1 juni 2010
Een commissaris wordt in 2010 benoemd. Kunnen de individuele aandeelhouders dan toch met hulp van de externe accountant de jaren 2007-2008 en 2009 controleren ?
Het ICCI wenst te verwijzen naar een commentaar die werd gemaakt door M. De Wolf, “Article 166 C. Soc.”, in de publicatie Commentaire systématique du Code des Sociétés, Brussel, Kluwer, 17 mei 2004, pagina 2. Deze auteur maakt twee belangrijke opmerkingen:
– In de eerste plaats doet hij terecht opmerken dat het individuele onderzoeks- en controlerecht voorzien door artikel 166 van het Wetboek van vennootschappen / artikel 3:101 van het Wetboek van vennootschappen en verenigingen het gevolg is van de weigering van de algemene vergadering om een commissaris te benoemen;
– De auteur besluit daaruit dat niet het individueel onderzoeks- en controlerecht doch wel de benoeming van een commissaris het “principe” is. Hij is daarbij van oordeel dat van zodra een commissaris is benoemd het individueel recht van de vennoten vervalt.
Wat de vraag betreft of na de benoeming van een commissaris met ingang van het boekjaar 2010, de vennoten nog kunnen gebruik maken van hun individueel onderzoeks- en controlerecht om, met behulp van een externe accountant de jaren 2007-2008 en 2009 van desbetreffende onderneming te controleren, stelt M. De Wolf in de hierboven geciteerde commentaar, dat men moeilijk kan aannemen dat een individuele vennoot het recht zou hebben om een controle uit te voeren van jaarrekeningen die voorheen reeds werden goedgekeurd door de algemene vergadering.
Enerzijds verwijst hij daarbij naar een uitspraak gedaan in kortgeding door de Ondernemingsrechtbank te Brussel van 13 oktober 1988.

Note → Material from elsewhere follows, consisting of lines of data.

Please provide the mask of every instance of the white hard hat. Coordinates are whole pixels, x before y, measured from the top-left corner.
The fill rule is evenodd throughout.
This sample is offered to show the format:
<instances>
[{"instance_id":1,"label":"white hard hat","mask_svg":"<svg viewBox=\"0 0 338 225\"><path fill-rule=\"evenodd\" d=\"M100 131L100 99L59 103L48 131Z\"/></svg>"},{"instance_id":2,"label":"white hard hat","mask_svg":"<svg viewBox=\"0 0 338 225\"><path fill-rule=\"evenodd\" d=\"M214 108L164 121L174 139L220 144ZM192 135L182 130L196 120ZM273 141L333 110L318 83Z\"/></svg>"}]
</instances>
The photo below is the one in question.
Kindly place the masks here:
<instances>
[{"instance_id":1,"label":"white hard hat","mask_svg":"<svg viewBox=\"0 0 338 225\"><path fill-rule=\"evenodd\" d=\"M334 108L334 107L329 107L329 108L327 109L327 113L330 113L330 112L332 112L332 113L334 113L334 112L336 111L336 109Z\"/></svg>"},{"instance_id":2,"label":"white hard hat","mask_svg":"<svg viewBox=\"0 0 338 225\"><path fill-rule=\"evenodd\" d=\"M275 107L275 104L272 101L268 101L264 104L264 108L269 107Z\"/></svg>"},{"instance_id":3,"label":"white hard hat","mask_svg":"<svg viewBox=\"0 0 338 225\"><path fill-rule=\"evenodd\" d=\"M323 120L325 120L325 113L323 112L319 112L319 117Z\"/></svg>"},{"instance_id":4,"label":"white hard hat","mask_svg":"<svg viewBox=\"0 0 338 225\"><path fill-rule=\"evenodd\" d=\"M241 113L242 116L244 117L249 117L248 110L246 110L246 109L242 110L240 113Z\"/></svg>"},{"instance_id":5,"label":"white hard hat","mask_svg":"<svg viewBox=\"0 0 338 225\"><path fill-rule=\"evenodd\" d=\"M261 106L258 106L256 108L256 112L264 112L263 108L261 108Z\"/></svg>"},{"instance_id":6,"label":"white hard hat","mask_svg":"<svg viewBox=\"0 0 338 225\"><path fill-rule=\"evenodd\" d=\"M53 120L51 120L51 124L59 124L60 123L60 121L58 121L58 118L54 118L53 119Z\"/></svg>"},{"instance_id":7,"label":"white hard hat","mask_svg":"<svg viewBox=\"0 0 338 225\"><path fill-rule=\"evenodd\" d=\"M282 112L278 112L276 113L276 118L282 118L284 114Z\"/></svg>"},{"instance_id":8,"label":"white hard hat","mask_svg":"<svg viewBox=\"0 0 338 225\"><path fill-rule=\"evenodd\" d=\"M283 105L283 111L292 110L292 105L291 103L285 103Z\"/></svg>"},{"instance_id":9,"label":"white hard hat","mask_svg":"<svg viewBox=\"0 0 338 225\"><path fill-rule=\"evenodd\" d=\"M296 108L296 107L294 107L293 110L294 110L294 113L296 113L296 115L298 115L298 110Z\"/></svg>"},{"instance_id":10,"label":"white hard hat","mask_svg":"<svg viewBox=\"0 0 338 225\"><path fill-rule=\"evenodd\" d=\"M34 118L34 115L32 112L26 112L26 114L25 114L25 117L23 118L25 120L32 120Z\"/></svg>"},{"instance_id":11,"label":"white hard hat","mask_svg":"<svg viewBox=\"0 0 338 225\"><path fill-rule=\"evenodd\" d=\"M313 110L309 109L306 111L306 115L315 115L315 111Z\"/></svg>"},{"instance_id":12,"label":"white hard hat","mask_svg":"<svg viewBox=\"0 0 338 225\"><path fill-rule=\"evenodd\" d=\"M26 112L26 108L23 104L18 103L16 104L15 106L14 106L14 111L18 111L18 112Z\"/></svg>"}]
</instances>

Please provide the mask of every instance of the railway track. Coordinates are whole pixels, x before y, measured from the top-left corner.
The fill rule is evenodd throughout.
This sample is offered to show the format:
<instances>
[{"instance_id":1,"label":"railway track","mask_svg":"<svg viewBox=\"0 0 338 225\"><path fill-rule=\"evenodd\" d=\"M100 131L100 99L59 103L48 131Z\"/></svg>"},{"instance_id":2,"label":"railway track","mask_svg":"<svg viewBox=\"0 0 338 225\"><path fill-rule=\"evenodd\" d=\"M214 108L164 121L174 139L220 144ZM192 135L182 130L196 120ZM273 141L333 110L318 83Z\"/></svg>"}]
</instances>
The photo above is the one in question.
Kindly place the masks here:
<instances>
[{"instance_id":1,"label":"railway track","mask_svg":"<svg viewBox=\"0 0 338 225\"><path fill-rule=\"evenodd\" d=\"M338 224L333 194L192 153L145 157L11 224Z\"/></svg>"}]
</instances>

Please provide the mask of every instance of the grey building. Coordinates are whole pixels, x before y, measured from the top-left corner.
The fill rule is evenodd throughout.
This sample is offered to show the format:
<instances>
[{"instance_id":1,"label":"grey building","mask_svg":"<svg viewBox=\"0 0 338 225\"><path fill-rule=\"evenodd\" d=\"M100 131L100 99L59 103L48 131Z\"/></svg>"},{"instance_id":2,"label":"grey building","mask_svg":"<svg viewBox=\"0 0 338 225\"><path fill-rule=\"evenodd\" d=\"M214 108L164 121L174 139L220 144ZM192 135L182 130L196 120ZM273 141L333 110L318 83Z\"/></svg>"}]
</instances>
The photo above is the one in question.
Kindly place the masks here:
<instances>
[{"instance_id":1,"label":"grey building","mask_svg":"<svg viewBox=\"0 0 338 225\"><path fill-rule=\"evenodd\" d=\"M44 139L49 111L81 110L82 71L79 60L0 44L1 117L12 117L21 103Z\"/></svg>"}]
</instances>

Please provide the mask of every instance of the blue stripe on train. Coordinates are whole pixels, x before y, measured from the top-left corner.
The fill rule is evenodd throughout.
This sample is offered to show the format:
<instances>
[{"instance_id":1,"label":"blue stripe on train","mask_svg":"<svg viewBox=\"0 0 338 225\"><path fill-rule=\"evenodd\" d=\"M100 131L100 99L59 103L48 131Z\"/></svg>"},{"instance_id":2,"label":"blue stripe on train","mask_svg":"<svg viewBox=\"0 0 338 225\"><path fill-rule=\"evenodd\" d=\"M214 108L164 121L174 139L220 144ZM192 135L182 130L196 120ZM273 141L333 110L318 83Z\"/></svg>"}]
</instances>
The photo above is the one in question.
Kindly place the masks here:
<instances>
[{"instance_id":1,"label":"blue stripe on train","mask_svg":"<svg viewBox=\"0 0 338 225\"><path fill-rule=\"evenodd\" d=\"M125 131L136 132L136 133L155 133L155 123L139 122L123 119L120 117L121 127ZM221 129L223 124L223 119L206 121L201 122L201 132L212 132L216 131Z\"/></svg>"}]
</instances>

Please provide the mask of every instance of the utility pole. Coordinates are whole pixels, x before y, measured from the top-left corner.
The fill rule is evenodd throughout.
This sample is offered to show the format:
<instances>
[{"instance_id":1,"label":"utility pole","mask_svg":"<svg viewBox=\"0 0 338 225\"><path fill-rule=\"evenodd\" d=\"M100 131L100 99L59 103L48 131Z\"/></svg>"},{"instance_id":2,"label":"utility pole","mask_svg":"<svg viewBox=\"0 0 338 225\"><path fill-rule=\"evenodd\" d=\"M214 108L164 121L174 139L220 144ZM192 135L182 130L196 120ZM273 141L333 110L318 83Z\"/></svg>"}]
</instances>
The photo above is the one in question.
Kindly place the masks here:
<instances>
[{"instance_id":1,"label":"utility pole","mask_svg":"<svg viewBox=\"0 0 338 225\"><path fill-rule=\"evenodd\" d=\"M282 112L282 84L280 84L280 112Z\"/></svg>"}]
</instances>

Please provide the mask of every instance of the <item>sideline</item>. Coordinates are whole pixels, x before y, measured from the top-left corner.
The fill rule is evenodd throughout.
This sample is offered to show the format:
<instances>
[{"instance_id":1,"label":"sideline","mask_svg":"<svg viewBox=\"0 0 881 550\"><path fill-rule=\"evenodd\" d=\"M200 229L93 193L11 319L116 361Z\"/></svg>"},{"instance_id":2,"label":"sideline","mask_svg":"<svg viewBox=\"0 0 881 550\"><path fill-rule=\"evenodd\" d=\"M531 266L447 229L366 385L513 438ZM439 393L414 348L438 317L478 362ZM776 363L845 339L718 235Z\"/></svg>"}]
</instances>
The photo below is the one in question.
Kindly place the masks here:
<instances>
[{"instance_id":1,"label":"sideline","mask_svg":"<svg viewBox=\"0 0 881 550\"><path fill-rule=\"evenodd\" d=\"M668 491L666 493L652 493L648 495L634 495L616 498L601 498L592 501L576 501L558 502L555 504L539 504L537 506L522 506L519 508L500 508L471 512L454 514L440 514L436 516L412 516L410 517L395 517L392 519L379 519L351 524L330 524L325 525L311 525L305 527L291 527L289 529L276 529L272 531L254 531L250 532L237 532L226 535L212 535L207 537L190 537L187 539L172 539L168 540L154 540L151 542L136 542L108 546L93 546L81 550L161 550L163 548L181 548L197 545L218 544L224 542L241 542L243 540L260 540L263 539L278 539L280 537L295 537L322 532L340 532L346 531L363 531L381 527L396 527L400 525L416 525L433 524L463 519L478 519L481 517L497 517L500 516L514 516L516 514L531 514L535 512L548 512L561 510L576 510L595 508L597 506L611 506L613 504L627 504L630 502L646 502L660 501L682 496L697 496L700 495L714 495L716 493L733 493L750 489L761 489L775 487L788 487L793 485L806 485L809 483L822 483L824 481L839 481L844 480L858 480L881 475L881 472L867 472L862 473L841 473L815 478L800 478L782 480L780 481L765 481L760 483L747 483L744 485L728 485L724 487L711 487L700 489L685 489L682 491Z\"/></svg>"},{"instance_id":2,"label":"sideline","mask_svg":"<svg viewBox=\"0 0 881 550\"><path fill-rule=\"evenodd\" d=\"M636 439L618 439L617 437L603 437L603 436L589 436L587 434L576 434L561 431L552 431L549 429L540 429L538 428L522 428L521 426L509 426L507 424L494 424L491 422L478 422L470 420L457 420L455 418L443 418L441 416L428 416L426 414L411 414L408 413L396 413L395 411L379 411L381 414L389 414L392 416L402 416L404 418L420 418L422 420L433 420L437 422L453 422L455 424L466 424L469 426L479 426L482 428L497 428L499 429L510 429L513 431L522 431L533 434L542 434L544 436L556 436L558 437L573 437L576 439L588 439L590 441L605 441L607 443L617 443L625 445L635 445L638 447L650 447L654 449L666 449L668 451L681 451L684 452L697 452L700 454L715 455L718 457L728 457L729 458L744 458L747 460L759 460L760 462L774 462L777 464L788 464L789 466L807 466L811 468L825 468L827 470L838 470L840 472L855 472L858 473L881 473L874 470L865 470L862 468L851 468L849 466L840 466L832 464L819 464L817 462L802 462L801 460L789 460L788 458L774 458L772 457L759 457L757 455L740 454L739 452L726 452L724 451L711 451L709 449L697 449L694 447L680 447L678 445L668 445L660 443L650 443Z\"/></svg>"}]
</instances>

Anderzijds verwijst het ICCI naar een uitspraak in kortgeding van de Ondernemingsrechtbank van Dendermonde van 1 maart 1989 (zie commentaar opgenomen als voetnoot bij art. 166 W. Venn. / art. 3:101 WVV W. Venn. in het Wetboek Vennootschapsrecht, ed. 2009, die Keure). Deze uitspraak luidt als volgt: “in het raam van het onderzoeks- en controlerecht van de vennoot-eiser wordt aan de vennootschap bevolen hem en zijn accountant, waarvan de vergoeding ten laste komt van de vennootschap, inzage te geven van alle boekhoudkundige bescheiden over de laatste drie jaren, zelfs indien inmiddels een commissaris-revisor werd aangesteld.”.
Professor Koen Geens heeft beide voornoemde uitspraken becommentarieerd (TRV 89/3, p. 224 e.v.) en besluit als volgt: “Omgekeerd lijkt het redelijker om het controlerecht te beperken tot het lopende boekjaar en het niet uit te breiden tot het vorige boekjaar.”.